2.3 Introduction to Data Visualization

Data visualization is the graphical representation of information and data. It helps us understand patterns, trends, and relationships in data that might not be apparent from raw numbers.

Why Visualization Matters in Business

Effective data visualization is crucial in business analytics for several reasons:

  1. Communication: Visualizations make complex data accessible to stakeholders with varying technical backgrounds.
  2. Pattern Recognition: Humans are better at identifying patterns visually than by looking at raw numbers.
  3. Decision Making: Well-designed visualizations can facilitate faster and more informed business decisions.
  4. Storytelling: Visualizations help tell a compelling story with data, making insights more memorable.
  5. Exploration: Visualizations allow analysts to explore data interactively and discover unexpected insights.

Principles of Effective Data Visualization

When creating visualizations, keep these principles in mind:

  1. Clarity: The visualization should clearly communicate the intended message.
  2. Simplicity: Avoid unnecessary complexity or β€œchart junk” that distracts from the data.
  3. Accuracy: The visualization should accurately represent the data without distortion.
  4. Context: Provide sufficient context for proper interpretation.
  5. Accessibility: Use color schemes and design elements that are accessible to all users.
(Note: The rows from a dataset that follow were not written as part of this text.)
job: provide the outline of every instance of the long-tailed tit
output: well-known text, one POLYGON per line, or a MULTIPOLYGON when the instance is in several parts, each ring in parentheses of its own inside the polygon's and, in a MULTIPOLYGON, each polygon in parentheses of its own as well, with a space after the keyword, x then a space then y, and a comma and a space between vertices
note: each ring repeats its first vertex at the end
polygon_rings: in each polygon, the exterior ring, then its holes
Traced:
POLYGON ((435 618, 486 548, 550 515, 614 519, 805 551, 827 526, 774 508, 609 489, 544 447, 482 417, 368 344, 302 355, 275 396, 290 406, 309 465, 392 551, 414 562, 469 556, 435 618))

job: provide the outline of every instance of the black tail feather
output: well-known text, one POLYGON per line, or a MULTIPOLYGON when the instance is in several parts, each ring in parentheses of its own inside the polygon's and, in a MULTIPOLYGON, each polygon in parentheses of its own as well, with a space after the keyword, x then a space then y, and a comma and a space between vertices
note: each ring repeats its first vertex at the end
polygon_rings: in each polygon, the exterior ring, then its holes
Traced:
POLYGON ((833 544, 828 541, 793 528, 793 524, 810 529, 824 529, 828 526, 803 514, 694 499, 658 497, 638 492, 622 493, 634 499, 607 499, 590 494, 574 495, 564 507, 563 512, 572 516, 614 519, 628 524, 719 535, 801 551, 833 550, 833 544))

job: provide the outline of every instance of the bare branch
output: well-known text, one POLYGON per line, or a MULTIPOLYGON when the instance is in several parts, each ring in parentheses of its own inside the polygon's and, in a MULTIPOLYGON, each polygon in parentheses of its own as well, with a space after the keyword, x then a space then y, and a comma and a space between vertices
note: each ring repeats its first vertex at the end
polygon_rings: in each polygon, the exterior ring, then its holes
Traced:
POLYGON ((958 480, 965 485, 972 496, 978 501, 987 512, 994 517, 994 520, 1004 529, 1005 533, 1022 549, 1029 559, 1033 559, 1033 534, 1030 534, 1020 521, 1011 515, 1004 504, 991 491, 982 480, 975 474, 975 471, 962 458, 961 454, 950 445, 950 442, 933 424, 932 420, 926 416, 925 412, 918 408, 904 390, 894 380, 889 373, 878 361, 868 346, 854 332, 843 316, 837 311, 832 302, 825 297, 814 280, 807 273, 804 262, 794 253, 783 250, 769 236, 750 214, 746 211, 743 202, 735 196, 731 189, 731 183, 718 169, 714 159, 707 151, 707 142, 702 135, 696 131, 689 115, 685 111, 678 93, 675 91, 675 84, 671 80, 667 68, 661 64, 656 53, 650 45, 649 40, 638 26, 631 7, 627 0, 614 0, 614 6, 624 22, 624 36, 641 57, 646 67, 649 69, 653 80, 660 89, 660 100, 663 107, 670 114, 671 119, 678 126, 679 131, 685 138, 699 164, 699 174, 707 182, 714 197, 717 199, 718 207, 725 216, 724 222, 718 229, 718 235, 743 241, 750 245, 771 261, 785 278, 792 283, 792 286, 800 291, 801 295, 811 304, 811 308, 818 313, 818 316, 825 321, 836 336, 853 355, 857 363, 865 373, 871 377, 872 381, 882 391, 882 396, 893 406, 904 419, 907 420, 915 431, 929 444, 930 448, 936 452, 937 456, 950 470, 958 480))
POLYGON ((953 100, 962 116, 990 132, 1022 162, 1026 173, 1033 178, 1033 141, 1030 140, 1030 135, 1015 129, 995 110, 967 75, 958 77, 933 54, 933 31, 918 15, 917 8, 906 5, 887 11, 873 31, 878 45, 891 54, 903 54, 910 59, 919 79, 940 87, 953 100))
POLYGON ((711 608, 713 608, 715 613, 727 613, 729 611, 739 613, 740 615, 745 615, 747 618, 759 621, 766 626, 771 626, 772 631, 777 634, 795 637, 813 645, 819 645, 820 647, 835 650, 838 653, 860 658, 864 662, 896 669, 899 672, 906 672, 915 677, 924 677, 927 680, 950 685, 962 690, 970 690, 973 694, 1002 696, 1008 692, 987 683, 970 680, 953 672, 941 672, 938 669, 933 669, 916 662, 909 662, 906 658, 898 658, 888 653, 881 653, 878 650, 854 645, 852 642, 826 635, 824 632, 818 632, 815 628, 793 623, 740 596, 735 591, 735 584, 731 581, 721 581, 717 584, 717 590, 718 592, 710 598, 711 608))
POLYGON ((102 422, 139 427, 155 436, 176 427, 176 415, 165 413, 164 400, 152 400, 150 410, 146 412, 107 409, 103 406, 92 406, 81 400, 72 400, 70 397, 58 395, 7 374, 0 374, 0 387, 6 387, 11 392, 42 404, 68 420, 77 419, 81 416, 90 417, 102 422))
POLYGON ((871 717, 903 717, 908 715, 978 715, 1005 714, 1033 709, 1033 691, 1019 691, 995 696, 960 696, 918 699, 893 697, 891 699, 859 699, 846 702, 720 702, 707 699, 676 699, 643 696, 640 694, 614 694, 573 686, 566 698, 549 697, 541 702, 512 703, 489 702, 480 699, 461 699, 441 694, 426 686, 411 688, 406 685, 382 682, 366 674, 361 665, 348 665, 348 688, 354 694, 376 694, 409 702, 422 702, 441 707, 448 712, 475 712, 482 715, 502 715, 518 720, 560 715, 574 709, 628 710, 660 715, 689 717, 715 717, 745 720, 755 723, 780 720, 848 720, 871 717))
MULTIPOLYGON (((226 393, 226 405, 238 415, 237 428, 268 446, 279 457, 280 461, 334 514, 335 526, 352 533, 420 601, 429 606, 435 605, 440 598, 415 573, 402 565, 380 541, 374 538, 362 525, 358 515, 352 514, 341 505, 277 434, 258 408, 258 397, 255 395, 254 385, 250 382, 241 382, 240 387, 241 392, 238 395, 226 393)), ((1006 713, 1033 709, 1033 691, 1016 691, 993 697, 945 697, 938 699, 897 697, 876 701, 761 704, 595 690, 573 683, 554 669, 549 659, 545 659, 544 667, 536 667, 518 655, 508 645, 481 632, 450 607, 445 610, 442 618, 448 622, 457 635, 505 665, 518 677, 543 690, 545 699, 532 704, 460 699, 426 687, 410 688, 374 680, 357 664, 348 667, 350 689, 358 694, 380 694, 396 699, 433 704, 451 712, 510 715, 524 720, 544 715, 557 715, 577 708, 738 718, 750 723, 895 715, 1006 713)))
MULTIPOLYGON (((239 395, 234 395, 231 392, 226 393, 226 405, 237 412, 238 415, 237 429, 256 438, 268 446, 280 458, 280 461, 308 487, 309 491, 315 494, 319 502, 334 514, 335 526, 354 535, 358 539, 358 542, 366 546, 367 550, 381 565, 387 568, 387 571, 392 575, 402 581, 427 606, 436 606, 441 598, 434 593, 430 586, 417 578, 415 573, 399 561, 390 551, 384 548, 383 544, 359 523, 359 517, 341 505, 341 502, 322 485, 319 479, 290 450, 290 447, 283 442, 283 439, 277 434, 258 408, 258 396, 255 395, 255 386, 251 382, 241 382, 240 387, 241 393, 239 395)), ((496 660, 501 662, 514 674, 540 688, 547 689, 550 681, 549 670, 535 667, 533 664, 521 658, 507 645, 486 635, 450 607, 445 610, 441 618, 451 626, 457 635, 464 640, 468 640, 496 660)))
2.4 Introduction to ggplot2

ggplot2 is a powerful and flexible package for creating data visualizations in R. It’s based on the Grammar of Graphics, a systematic approach to describing and building graphs.

The Grammar of Graphics

The Grammar of Graphics breaks down visualizations into components:

  1. Data: The dataset being visualized
  2. Aesthetics: Mapping of variables to visual properties (position, color, size, etc.)
  3. Geometries: The visual elements used to represent data (points, lines, bars, etc.)
  4. Facets: Splitting the plot into multiple panels
  5. Statistics: Statistical transformations applied to the data
  6. Coordinates: The coordinate system used
  7. Themes: Visual styling of the plot

Basic ggplot2 Syntax

The basic structure of a ggplot2 plot is:

ggplot(data = <DATA>) + 
  <GEOM_FUNCTION>(mapping = aes(<MAPPINGS>), stat = <STAT>, position = <POSITION>) +
  <COORDINATE_FUNCTION> +
  <FACET_FUNCTION> +
  <SCALE_FUNCTION> +
  <THEME_FUNCTION>

Let’s start with a simple example using the built-in mpg dataset:

# Basic scatterplot
ggplot(data = mpg) +
  geom_point(mapping = aes(x = displ, y = hwy))

Adding Aesthetics

We can map variables to additional aesthetics like color, size, and shape:

# Scatterplot with color
ggplot(data = mpg) +
  geom_point(mapping = aes(x = displ, y = hwy, color = class))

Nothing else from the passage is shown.